Nigdy nie rozumiałam, czy Mateusz ucieszył się na wieść o tym, że zostanie tatą, czy nie, ale nie odmówił dziecku i niedługo potem wzięliśmy ślub. Ale marzyłam o eleganckim ślubie, prezentach i miesiącu miodowym, a dostałam zwykłą rodzinną ucztę w taniej restauracji. Ale cel został osiągnięty. Mateusz należał teraz do mnie.

Wkrótce mieliśmy syna, a rok później dwie córki naraz. A różowe okulary, które tak starannie wybrałam dla siebie, roztrzaskały się, raniąc moje serce fragmentami.

Mateusz okazał się bezwartościowym ojcem i mężem. Nie zamierzał nic zrobić dla swojej rodziny, ale uwielbiał grać na komputerze.

Żeby jakoś przeżyć, błagałam rodziców o pieniądze, nie mogłam doczekać się zasiłku rodzinnego i jak tylko oddałam dziecko do przedszkola, poszłam do pracy. Teraz dźwigałam na plecach całą rodzinę.

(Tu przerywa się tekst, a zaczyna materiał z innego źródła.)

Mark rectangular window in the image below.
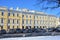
[17,14,19,17]
[17,20,19,24]
[22,15,24,17]
[26,15,28,18]
[13,19,14,24]
[13,26,14,29]
[8,13,10,16]
[30,16,31,18]
[7,26,10,29]
[34,20,35,24]
[1,18,3,23]
[26,20,28,24]
[13,13,15,16]
[30,20,32,24]
[2,12,4,16]
[1,26,3,29]
[8,19,10,23]
[22,20,24,24]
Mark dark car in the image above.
[21,29,27,33]
[55,27,60,32]
[0,29,6,34]
[27,29,32,33]
[8,29,16,34]
[47,28,56,32]
[16,28,21,33]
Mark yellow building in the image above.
[0,7,57,31]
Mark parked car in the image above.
[8,29,16,34]
[27,29,32,33]
[21,29,27,33]
[16,28,21,33]
[55,27,60,32]
[0,29,6,34]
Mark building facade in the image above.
[0,7,57,31]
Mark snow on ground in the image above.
[0,36,60,40]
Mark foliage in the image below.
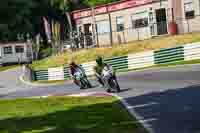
[31,33,200,70]
[0,97,145,133]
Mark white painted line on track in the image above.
[112,94,154,133]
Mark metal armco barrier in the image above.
[32,42,200,81]
[104,56,128,71]
[154,46,184,64]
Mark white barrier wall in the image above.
[128,51,154,70]
[81,61,96,76]
[184,42,200,61]
[48,67,64,81]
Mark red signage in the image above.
[95,6,107,14]
[73,0,153,19]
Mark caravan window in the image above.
[131,11,148,29]
[116,16,124,32]
[3,46,12,54]
[184,0,195,19]
[15,46,24,53]
[97,20,110,34]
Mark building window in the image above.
[3,46,12,54]
[15,46,24,53]
[184,0,195,19]
[150,25,155,36]
[116,16,124,32]
[149,12,153,23]
[131,11,148,29]
[132,18,148,29]
[96,20,110,34]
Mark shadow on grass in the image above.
[0,98,145,133]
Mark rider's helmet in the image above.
[96,56,103,66]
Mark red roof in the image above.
[71,0,153,19]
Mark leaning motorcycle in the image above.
[102,65,120,93]
[74,69,92,89]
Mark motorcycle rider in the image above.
[94,56,120,88]
[69,61,84,89]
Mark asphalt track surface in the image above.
[0,65,200,133]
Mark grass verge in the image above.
[0,97,146,133]
[0,65,19,72]
[30,59,200,84]
[31,33,200,70]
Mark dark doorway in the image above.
[84,24,92,47]
[156,8,167,35]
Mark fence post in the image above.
[186,19,190,32]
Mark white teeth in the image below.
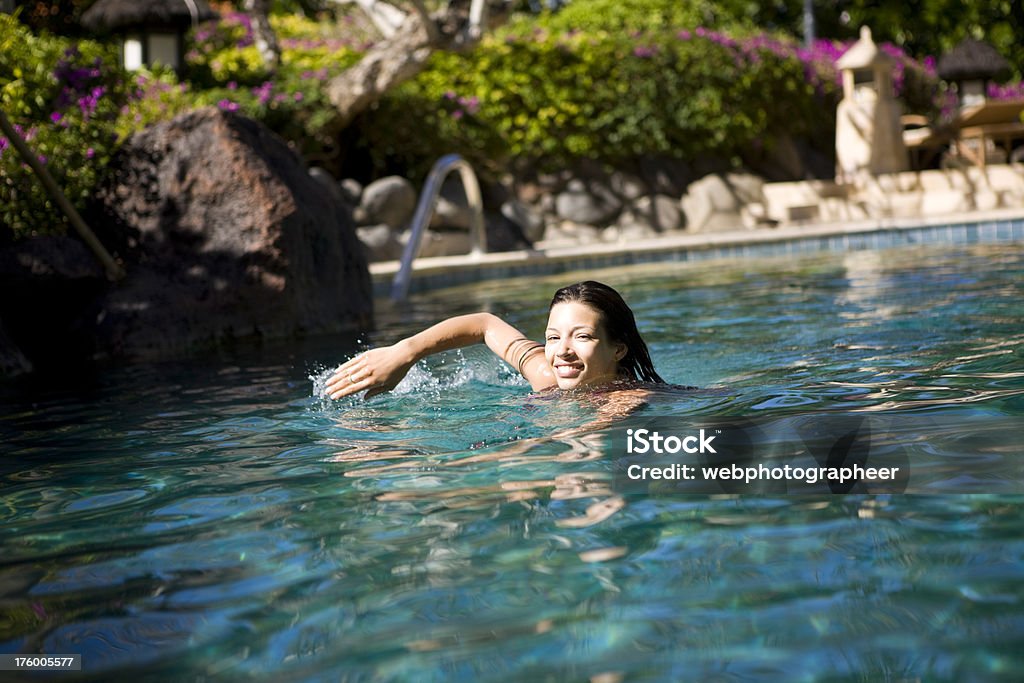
[555,366,583,377]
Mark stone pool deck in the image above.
[370,208,1024,297]
[370,164,1024,297]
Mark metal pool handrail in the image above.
[391,155,487,301]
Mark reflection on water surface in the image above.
[0,245,1024,681]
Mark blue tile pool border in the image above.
[371,215,1024,297]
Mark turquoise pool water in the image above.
[0,244,1024,681]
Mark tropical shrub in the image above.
[0,14,129,237]
[360,25,839,180]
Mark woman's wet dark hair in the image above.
[548,280,666,384]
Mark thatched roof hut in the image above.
[82,0,217,33]
[938,38,1011,82]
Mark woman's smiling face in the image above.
[544,301,627,389]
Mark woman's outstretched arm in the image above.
[327,313,555,398]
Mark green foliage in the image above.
[544,0,714,33]
[360,25,838,180]
[0,14,128,237]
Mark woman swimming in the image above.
[327,281,665,398]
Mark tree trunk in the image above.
[243,0,281,71]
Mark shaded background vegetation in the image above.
[0,0,1024,241]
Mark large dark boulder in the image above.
[92,108,373,357]
[0,236,106,377]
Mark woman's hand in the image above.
[327,342,416,399]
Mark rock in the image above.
[608,171,647,202]
[355,175,416,230]
[601,223,658,244]
[544,220,601,247]
[680,173,764,232]
[501,200,544,245]
[638,157,700,197]
[355,223,402,262]
[95,108,373,357]
[309,166,345,202]
[0,237,108,376]
[338,178,362,206]
[618,195,683,232]
[555,179,623,225]
[483,210,534,252]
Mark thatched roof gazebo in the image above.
[938,38,1011,106]
[82,0,217,71]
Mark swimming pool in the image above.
[0,244,1024,681]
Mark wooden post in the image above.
[0,110,125,282]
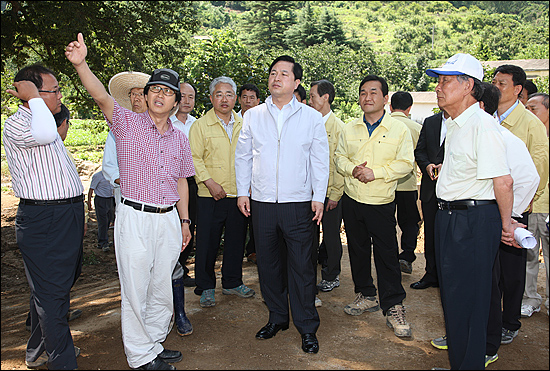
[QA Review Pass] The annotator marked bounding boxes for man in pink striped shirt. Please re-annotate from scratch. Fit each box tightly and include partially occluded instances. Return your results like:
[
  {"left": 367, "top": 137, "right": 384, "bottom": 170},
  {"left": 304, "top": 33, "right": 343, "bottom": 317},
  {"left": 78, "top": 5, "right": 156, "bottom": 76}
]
[
  {"left": 65, "top": 33, "right": 195, "bottom": 370},
  {"left": 3, "top": 64, "right": 84, "bottom": 370}
]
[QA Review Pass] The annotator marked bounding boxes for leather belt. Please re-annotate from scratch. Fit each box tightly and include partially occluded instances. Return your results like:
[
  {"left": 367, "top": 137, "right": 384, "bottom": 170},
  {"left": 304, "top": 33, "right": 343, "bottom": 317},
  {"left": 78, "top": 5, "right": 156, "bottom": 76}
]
[
  {"left": 19, "top": 195, "right": 84, "bottom": 206},
  {"left": 121, "top": 197, "right": 174, "bottom": 214},
  {"left": 437, "top": 200, "right": 497, "bottom": 210}
]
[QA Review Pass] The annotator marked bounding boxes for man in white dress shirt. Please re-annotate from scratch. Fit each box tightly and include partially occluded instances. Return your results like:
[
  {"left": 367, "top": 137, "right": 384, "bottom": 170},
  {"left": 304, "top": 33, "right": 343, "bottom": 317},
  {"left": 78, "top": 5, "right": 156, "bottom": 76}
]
[{"left": 235, "top": 56, "right": 329, "bottom": 353}]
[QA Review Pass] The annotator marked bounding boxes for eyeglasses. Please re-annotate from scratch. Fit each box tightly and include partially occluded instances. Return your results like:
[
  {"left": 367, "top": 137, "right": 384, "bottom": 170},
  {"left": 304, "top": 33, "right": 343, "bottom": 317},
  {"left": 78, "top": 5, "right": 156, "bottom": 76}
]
[
  {"left": 149, "top": 85, "right": 176, "bottom": 97},
  {"left": 128, "top": 92, "right": 144, "bottom": 99},
  {"left": 214, "top": 93, "right": 235, "bottom": 99},
  {"left": 38, "top": 87, "right": 61, "bottom": 94}
]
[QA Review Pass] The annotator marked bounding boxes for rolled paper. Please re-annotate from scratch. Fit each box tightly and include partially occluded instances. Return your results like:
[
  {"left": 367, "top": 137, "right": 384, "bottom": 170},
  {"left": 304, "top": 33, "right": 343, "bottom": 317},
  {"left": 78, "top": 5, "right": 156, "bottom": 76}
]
[{"left": 514, "top": 228, "right": 537, "bottom": 249}]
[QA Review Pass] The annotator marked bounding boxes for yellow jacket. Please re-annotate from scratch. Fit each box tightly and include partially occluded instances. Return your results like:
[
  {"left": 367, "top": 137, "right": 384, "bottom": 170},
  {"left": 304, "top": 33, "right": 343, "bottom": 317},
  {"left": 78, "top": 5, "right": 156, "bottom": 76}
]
[
  {"left": 325, "top": 112, "right": 344, "bottom": 201},
  {"left": 334, "top": 113, "right": 414, "bottom": 205},
  {"left": 391, "top": 112, "right": 422, "bottom": 191},
  {"left": 501, "top": 102, "right": 549, "bottom": 201},
  {"left": 189, "top": 109, "right": 243, "bottom": 197}
]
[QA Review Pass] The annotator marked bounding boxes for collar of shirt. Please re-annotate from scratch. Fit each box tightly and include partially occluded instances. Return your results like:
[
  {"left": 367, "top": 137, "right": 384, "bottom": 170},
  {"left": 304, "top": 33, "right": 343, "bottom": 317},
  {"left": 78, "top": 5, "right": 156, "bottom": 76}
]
[
  {"left": 323, "top": 110, "right": 332, "bottom": 125},
  {"left": 445, "top": 102, "right": 481, "bottom": 130},
  {"left": 265, "top": 94, "right": 298, "bottom": 113},
  {"left": 363, "top": 111, "right": 386, "bottom": 136},
  {"left": 266, "top": 94, "right": 298, "bottom": 135},
  {"left": 439, "top": 115, "right": 447, "bottom": 146},
  {"left": 493, "top": 100, "right": 519, "bottom": 124}
]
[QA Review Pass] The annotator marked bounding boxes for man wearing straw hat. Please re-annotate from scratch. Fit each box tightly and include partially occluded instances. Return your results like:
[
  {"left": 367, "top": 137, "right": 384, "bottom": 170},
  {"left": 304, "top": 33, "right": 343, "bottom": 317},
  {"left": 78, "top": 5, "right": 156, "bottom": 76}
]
[
  {"left": 102, "top": 71, "right": 150, "bottom": 206},
  {"left": 65, "top": 33, "right": 195, "bottom": 370}
]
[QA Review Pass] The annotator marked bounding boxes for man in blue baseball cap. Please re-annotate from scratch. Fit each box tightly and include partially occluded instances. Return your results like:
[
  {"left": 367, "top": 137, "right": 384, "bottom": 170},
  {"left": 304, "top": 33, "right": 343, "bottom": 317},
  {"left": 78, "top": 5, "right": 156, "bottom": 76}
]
[{"left": 426, "top": 53, "right": 514, "bottom": 370}]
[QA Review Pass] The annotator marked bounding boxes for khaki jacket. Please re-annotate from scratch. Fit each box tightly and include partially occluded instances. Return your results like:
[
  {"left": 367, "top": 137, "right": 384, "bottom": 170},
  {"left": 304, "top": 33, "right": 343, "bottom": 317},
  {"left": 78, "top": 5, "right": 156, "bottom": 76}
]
[
  {"left": 501, "top": 102, "right": 549, "bottom": 201},
  {"left": 325, "top": 112, "right": 345, "bottom": 201},
  {"left": 189, "top": 109, "right": 243, "bottom": 197},
  {"left": 334, "top": 113, "right": 414, "bottom": 205},
  {"left": 391, "top": 112, "right": 422, "bottom": 191}
]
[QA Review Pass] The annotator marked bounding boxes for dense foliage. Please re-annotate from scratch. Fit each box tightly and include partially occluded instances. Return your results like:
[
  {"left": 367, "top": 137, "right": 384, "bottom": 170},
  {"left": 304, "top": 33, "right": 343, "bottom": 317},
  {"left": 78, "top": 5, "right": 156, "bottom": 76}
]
[{"left": 1, "top": 1, "right": 549, "bottom": 119}]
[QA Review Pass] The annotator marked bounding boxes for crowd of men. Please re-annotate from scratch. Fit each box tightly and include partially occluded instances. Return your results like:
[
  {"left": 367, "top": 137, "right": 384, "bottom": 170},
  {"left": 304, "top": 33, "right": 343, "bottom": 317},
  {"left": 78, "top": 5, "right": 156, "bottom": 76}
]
[{"left": 4, "top": 30, "right": 548, "bottom": 370}]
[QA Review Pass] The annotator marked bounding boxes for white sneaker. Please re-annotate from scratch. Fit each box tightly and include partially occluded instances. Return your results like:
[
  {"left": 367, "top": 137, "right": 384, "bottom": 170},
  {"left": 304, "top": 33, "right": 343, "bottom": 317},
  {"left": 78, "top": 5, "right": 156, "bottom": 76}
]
[
  {"left": 386, "top": 304, "right": 412, "bottom": 337},
  {"left": 521, "top": 304, "right": 540, "bottom": 317}
]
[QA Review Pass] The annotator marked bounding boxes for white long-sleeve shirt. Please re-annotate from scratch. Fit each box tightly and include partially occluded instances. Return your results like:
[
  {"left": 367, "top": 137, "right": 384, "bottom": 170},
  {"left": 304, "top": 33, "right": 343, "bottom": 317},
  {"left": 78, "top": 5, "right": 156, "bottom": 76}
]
[
  {"left": 499, "top": 126, "right": 540, "bottom": 217},
  {"left": 235, "top": 97, "right": 329, "bottom": 203}
]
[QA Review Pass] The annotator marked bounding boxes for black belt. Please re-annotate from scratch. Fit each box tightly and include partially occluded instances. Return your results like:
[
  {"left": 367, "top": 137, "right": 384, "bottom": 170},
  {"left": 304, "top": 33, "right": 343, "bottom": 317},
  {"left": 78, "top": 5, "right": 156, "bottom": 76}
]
[
  {"left": 19, "top": 195, "right": 84, "bottom": 206},
  {"left": 121, "top": 197, "right": 174, "bottom": 214},
  {"left": 437, "top": 200, "right": 497, "bottom": 210}
]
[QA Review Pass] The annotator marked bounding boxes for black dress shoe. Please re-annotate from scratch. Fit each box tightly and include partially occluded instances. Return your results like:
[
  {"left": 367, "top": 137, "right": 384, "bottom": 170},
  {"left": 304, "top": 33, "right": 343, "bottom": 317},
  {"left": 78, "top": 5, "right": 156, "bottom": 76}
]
[
  {"left": 302, "top": 334, "right": 319, "bottom": 353},
  {"left": 256, "top": 322, "right": 288, "bottom": 339},
  {"left": 158, "top": 349, "right": 183, "bottom": 363},
  {"left": 136, "top": 356, "right": 176, "bottom": 370},
  {"left": 411, "top": 280, "right": 439, "bottom": 290}
]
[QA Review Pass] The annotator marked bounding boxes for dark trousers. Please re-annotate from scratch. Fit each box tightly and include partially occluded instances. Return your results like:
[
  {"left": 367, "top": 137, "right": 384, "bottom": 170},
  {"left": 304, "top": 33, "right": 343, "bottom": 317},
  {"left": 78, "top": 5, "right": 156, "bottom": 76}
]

I wtedy stało się coś, czego się nie spodziewałam. Pewnego dnia, gdy przyszłam odebrać dzieci z przedszkola, minął mnie Grzegorz. Ale to był zupełnie inny człowiek i szczerze mówiąc, ledwo go rozpoznałam.

Dżinsy, modna kurtka, piękna fryzura. Emanował dobrobytem. Grzegorz usiadł i rozłożył ręce, a chłopak natychmiast do niego podbiegł. Grzegorz wziął go na ręce, przytulił i zaczął zadawać mu pytania. Potem poszli do drogiego samochodu, wsiedli i odjechali, a ja stałem tam z otwartymi ustami.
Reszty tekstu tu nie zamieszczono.